Ao contrário do que Yeltsin fez em 1993, Maduro não dissolveu a Assembleia Nacional da Venezuela. Antes, convocou como previsto na Constituição da República Bolivariana da Venezuela as eleições para uma assembleia constituinte. Eleições que contaram com a participação de quase 9 milhões de pessoas, apesar de a oposição as ter boicotado.

Enquanto Yeltsin usurpa o poder ao serviço de estrangeiros e dissolve ilegalmente uma assembleia, Maduro convoca legalmente eleições.

Enquanto Yeltsin cerca o parlamento e ordena um assalto a um órgão de soberania, Maduro não ordena que se carregue sobre os vários grupos terroristas que atentam contra a unidade nacional da Venezuela e até permite que a assembleia nacional continue e reunir, ao ponto de um dos seus deputados se autoproclamar Presidente da Venezuela.

Enquanto em 1993, os líderes do capitalismo ocidental apoiava o cerco, assalto e destruição violenta de um parlamento; em 2019, os líderes do capitalismo ocidental apoiam um parlamento ilegítimo.

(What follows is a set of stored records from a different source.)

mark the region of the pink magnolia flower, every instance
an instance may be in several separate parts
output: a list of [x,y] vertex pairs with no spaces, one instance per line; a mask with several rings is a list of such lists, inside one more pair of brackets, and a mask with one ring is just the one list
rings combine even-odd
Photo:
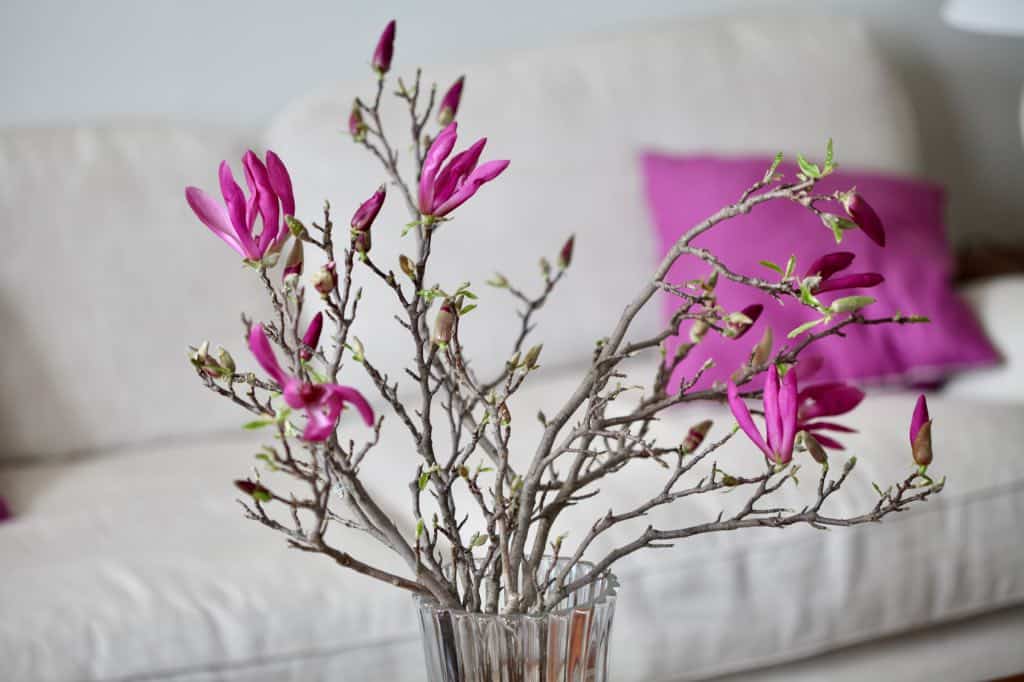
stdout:
[[761,305],[760,303],[753,303],[753,304],[748,305],[747,307],[745,307],[743,310],[741,310],[740,313],[744,317],[749,319],[750,322],[749,323],[747,323],[747,322],[740,322],[740,323],[736,323],[736,324],[729,324],[729,331],[731,332],[731,334],[729,335],[730,338],[732,338],[733,340],[736,340],[736,339],[742,337],[747,332],[749,332],[750,329],[754,326],[754,323],[757,322],[759,317],[761,317],[761,313],[763,313],[763,312],[764,312],[764,306]]
[[425,216],[441,218],[464,204],[484,183],[501,175],[508,161],[477,165],[487,138],[480,138],[459,152],[442,168],[455,148],[458,123],[449,124],[430,145],[420,174],[419,209]]
[[[302,344],[309,346],[313,350],[316,350],[316,345],[320,343],[320,332],[324,328],[324,314],[317,313],[313,316],[313,319],[309,321],[309,326],[306,327],[306,333],[302,335]],[[299,356],[303,360],[309,360],[313,357],[313,352],[303,349]]]
[[866,289],[878,286],[885,281],[885,277],[877,272],[859,272],[841,277],[833,277],[837,272],[848,268],[853,263],[855,257],[849,251],[837,251],[835,253],[827,253],[814,261],[804,274],[804,278],[821,278],[821,281],[814,287],[812,293],[823,294],[827,291],[837,291],[839,289]]
[[882,227],[882,219],[875,213],[875,209],[864,201],[864,197],[856,192],[850,192],[843,197],[842,203],[847,215],[857,223],[861,232],[879,246],[885,246],[885,228]]
[[779,372],[772,365],[764,384],[764,420],[767,438],[761,436],[750,416],[747,404],[740,397],[739,389],[730,379],[728,389],[729,409],[739,422],[743,433],[756,445],[769,462],[787,464],[793,459],[793,443],[796,440],[797,385],[796,373],[786,372],[779,387]]
[[[288,239],[288,228],[283,217],[294,215],[295,196],[292,181],[284,163],[274,152],[267,152],[264,164],[252,151],[242,158],[245,181],[249,188],[246,198],[235,182],[227,161],[220,164],[220,191],[223,203],[198,187],[185,188],[185,200],[199,220],[243,258],[260,261],[268,252],[280,250]],[[256,216],[262,229],[254,232]]]
[[821,431],[856,433],[855,429],[830,421],[812,421],[821,417],[836,417],[853,410],[864,400],[864,391],[841,382],[828,382],[808,386],[797,396],[797,431],[807,431],[827,448],[842,450],[839,441]]
[[373,51],[373,70],[380,75],[391,69],[391,57],[395,54],[395,20],[392,19],[380,34],[377,48]]
[[295,409],[306,411],[308,421],[302,437],[308,441],[324,441],[334,433],[338,417],[346,403],[356,406],[367,426],[373,425],[373,408],[354,388],[338,384],[312,384],[285,374],[277,364],[263,325],[256,323],[249,329],[249,350],[263,370],[281,387],[284,401]]
[[459,102],[462,100],[462,85],[466,82],[465,76],[459,76],[459,79],[452,83],[452,86],[448,88],[448,92],[444,93],[444,97],[441,98],[441,106],[437,110],[438,122],[446,126],[455,120],[455,114],[459,113]]
[[914,414],[910,418],[910,447],[914,461],[926,467],[932,463],[932,420],[928,416],[928,401],[922,393],[917,398]]

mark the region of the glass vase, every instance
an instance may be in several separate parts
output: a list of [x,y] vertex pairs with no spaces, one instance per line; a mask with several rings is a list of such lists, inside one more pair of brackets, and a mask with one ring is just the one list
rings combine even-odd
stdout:
[[[544,562],[542,575],[550,566],[549,559]],[[577,564],[567,582],[590,568]],[[541,616],[467,613],[416,597],[427,680],[606,682],[616,588],[608,573]]]

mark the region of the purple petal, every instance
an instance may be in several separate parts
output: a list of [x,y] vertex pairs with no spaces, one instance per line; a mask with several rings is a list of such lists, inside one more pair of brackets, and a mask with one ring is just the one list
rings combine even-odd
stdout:
[[274,243],[274,240],[277,238],[277,232],[280,229],[281,215],[278,208],[277,194],[274,193],[274,188],[270,185],[270,174],[267,172],[267,167],[260,161],[260,157],[256,156],[252,151],[248,151],[242,158],[242,164],[245,166],[246,181],[255,192],[253,198],[259,206],[260,217],[263,219],[263,231],[260,232],[258,244],[260,254],[262,255]]
[[846,449],[845,447],[843,447],[843,444],[837,441],[836,439],[830,438],[829,436],[824,436],[820,433],[814,434],[814,440],[818,441],[819,444],[824,445],[826,448],[829,448],[831,450]]
[[875,209],[864,201],[864,197],[854,193],[845,202],[846,212],[850,214],[857,227],[868,236],[868,238],[879,246],[885,246],[885,228],[882,227],[882,220],[875,213]]
[[[324,314],[317,313],[313,316],[313,319],[309,321],[309,326],[306,327],[306,333],[302,335],[302,343],[309,346],[310,348],[316,348],[316,345],[320,343],[320,332],[324,328]],[[302,359],[309,360],[313,357],[313,354],[308,350],[302,351]]]
[[779,371],[772,365],[764,382],[764,420],[768,446],[773,453],[782,444],[782,414],[779,412]]
[[757,430],[754,420],[750,417],[750,410],[747,409],[747,404],[743,402],[739,389],[736,388],[736,384],[731,380],[729,381],[728,400],[732,416],[736,418],[743,433],[747,434],[750,442],[756,445],[765,454],[765,457],[771,458],[771,448],[768,447],[768,444],[764,442],[764,438],[761,437],[761,432]]
[[235,231],[231,228],[231,219],[228,217],[228,211],[224,204],[198,187],[186,187],[185,200],[203,225],[223,239],[243,258],[245,257],[245,251],[242,250],[242,245],[238,243],[238,237],[235,236]]
[[928,401],[922,393],[917,398],[917,404],[914,406],[914,415],[910,418],[910,444],[914,444],[914,440],[917,438],[917,432],[921,430],[925,422],[931,419],[928,416]]
[[761,313],[764,312],[764,306],[761,305],[760,303],[754,303],[752,305],[748,305],[740,312],[750,318],[750,324],[741,324],[734,327],[736,329],[736,335],[732,337],[733,340],[742,337],[744,334],[750,331],[750,329],[754,326],[754,323],[757,322],[757,319],[761,317]]
[[238,238],[238,243],[242,246],[242,252],[246,258],[259,260],[262,253],[256,248],[246,220],[245,194],[235,182],[235,176],[231,174],[231,166],[227,161],[220,162],[219,175],[220,191],[224,195],[224,203],[227,204],[228,218],[231,220],[231,228]]
[[281,200],[281,212],[284,215],[295,215],[295,193],[292,191],[292,178],[288,174],[281,157],[267,151],[267,174],[274,194]]
[[838,431],[839,433],[857,433],[857,429],[851,429],[849,426],[843,424],[836,424],[835,422],[811,422],[811,423],[800,423],[800,428],[805,431]]
[[[805,388],[797,399],[804,421],[816,417],[834,417],[846,414],[864,400],[864,391],[840,382],[817,384]],[[810,404],[807,404],[810,403]]]
[[796,366],[796,376],[800,381],[806,381],[821,371],[825,366],[825,358],[820,355],[801,357]]
[[277,356],[274,355],[274,349],[270,347],[270,341],[267,340],[267,333],[259,322],[253,323],[249,328],[249,350],[252,351],[256,362],[260,363],[263,371],[269,374],[282,389],[290,383],[291,377],[284,373],[281,365],[277,364]]
[[434,183],[435,206],[443,204],[462,186],[462,183],[466,181],[466,177],[473,172],[473,169],[479,163],[480,154],[483,153],[484,145],[486,144],[487,138],[480,138],[471,144],[468,149],[464,149],[453,156],[448,165],[437,174],[437,180]]
[[823,294],[826,291],[836,291],[837,289],[867,289],[878,286],[884,281],[885,277],[877,272],[860,272],[855,275],[843,275],[826,280],[815,287],[814,293]]
[[446,216],[456,208],[464,204],[470,197],[476,194],[476,191],[481,186],[490,182],[494,178],[502,174],[502,172],[508,168],[509,162],[507,160],[501,161],[488,161],[485,164],[478,166],[470,173],[469,177],[462,186],[451,196],[450,199],[441,204],[434,215],[441,217]]
[[807,268],[804,277],[821,277],[822,280],[826,280],[840,270],[850,267],[854,258],[856,255],[850,251],[826,253]]
[[437,173],[441,164],[452,153],[455,148],[455,140],[458,138],[458,123],[452,122],[437,136],[437,139],[430,145],[427,155],[423,159],[423,169],[420,171],[419,209],[423,215],[433,215],[434,208],[434,185],[437,181]]
[[786,376],[782,378],[782,390],[779,391],[779,416],[782,420],[779,455],[782,462],[788,462],[793,458],[793,443],[796,440],[796,396],[796,372],[786,372]]
[[350,386],[338,386],[337,384],[330,384],[330,389],[342,402],[355,405],[366,425],[373,426],[373,408],[370,407],[370,403],[367,402],[362,393]]
[[306,428],[302,432],[303,440],[319,443],[327,440],[334,433],[334,426],[341,414],[341,401],[333,401],[329,405],[313,405],[306,408]]
[[448,88],[448,92],[444,93],[444,97],[441,98],[441,106],[438,107],[437,112],[442,117],[442,120],[450,121],[455,118],[455,114],[459,113],[459,102],[462,100],[462,85],[465,81],[465,76],[459,76],[459,79],[452,83],[452,86]]

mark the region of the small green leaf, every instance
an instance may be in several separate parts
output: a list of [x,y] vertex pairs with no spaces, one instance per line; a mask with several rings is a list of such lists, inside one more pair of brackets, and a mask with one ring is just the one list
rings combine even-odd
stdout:
[[270,494],[270,491],[265,490],[263,488],[256,488],[255,490],[252,491],[252,499],[256,500],[257,502],[270,502],[274,498]]
[[469,548],[479,547],[480,545],[487,542],[487,536],[481,533],[473,533],[473,537],[469,539]]
[[800,170],[803,171],[803,174],[807,177],[815,180],[821,178],[821,169],[818,168],[817,164],[813,164],[805,159],[803,154],[796,155],[796,163],[800,166]]
[[462,310],[459,311],[459,317],[462,317],[463,315],[467,315],[467,314],[473,312],[473,310],[475,310],[475,309],[476,309],[476,304],[475,303],[473,305],[462,306]]
[[870,296],[844,296],[832,301],[829,310],[835,313],[855,313],[875,302]]
[[465,296],[466,298],[468,298],[468,299],[469,299],[469,300],[471,300],[471,301],[475,301],[475,300],[477,300],[476,294],[474,294],[474,293],[473,293],[472,291],[470,291],[469,289],[459,289],[459,290],[458,290],[457,292],[455,292],[455,293],[456,293],[456,295],[461,295],[461,296]]
[[825,145],[825,174],[828,175],[835,169],[835,154],[832,151],[832,138],[828,138],[828,144]]
[[786,272],[783,273],[782,278],[783,279],[789,279],[790,277],[792,277],[793,276],[793,270],[795,270],[795,269],[796,269],[796,254],[793,254],[793,255],[791,255],[789,257],[789,260],[786,261]]
[[426,524],[423,523],[423,519],[416,522],[416,539],[419,540],[423,535],[423,531],[426,528]]
[[818,319],[818,320],[811,320],[810,322],[804,322],[802,325],[800,325],[799,327],[797,327],[793,331],[791,331],[788,334],[786,334],[786,338],[787,339],[795,339],[796,337],[800,336],[801,334],[803,334],[808,329],[813,329],[814,327],[817,327],[819,324],[821,324],[824,321],[825,320],[822,318],[822,319]]
[[782,274],[782,268],[780,266],[776,265],[775,263],[771,262],[770,260],[760,260],[760,261],[757,262],[757,264],[758,265],[763,265],[764,267],[768,268],[769,270],[774,270],[775,272],[779,273],[780,275]]
[[429,482],[430,482],[430,471],[424,471],[423,473],[420,474],[420,480],[419,480],[419,486],[420,486],[420,491],[421,492],[427,489],[427,483],[429,483]]
[[775,171],[778,170],[780,163],[782,163],[782,152],[775,155],[775,160],[772,161],[772,165],[768,167],[767,171],[765,171],[764,180],[762,180],[762,182],[771,182],[772,176],[775,175]]
[[242,428],[248,431],[255,431],[256,429],[262,429],[264,426],[270,426],[276,423],[273,419],[254,419],[251,422],[242,424]]

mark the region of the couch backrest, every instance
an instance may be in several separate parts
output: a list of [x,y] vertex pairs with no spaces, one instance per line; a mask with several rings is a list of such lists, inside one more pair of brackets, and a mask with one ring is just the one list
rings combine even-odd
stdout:
[[[396,54],[393,71],[408,79],[414,57]],[[655,263],[640,150],[769,157],[802,151],[820,158],[832,137],[838,158],[851,167],[917,169],[908,97],[864,27],[851,20],[681,21],[425,73],[442,91],[460,73],[467,76],[457,148],[486,135],[485,159],[512,160],[435,241],[440,283],[468,280],[483,295],[460,327],[480,351],[478,364],[505,360],[517,323],[510,297],[484,280],[499,270],[536,290],[538,258],[553,260],[570,233],[577,235],[573,272],[539,316],[544,362],[585,359],[610,331]],[[371,96],[373,86],[368,72],[360,82],[312,93],[289,106],[266,136],[303,197],[329,198],[339,221],[385,179],[376,159],[343,133],[353,97]],[[406,111],[397,100],[387,104],[386,129],[404,153]],[[397,254],[414,246],[411,237],[399,237],[408,219],[395,196],[375,227],[376,257],[396,272]],[[368,287],[358,333],[394,370],[409,355],[404,336],[391,333],[398,326],[389,301],[388,292]],[[656,321],[651,308],[655,314],[640,320],[641,329],[650,331]]]
[[[396,71],[408,74],[398,55]],[[539,318],[543,362],[585,358],[607,332],[653,259],[640,149],[813,153],[832,136],[850,165],[915,170],[907,97],[864,29],[843,20],[688,21],[426,73],[444,85],[463,71],[462,140],[486,134],[486,157],[512,159],[444,228],[434,270],[482,294],[463,327],[487,351],[476,353],[482,365],[503,361],[514,323],[504,292],[483,280],[500,270],[535,289],[537,259],[553,258],[569,233],[576,263]],[[352,97],[371,87],[368,74],[305,97],[267,134],[292,170],[301,218],[329,198],[344,225],[384,179],[343,134]],[[400,107],[391,112],[397,132]],[[244,421],[197,385],[185,348],[208,338],[252,367],[237,312],[258,315],[261,291],[182,196],[187,184],[214,190],[221,159],[237,168],[242,138],[162,124],[0,132],[0,458]],[[375,227],[381,260],[412,248],[398,237],[406,221],[389,202]],[[378,292],[367,287],[357,331],[394,369],[408,354]]]

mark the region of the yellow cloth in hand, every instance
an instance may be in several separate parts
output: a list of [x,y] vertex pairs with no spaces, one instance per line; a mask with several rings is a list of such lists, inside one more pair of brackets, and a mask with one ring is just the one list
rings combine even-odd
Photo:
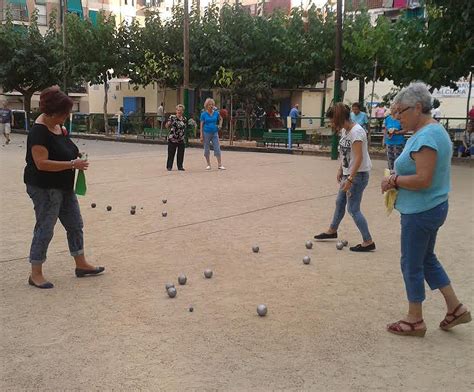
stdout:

A constante pressão a que o processo progressista da Venezuela tem sido sujeito confronta o poder bolivariano com uma inevitável verdade: a de que não existe compromisso com a grande burguesia, ou se liquida o seu poder, ou se lhe cede. Não existe triunfo do progressismo enquanto o modo de produção dominante for o capitalista e o poder não estiver integralmente nas mãos do povo.

A Venezuela está na encruzilhada: socialismo ou morte.

Os povos da América Latina que se deixaram seduzir pelo conto da conciliação já estão a conhecer a morte. Que a Revolução Bolivariana se torne numa Revolução Socialista e a América Latina ressuscite!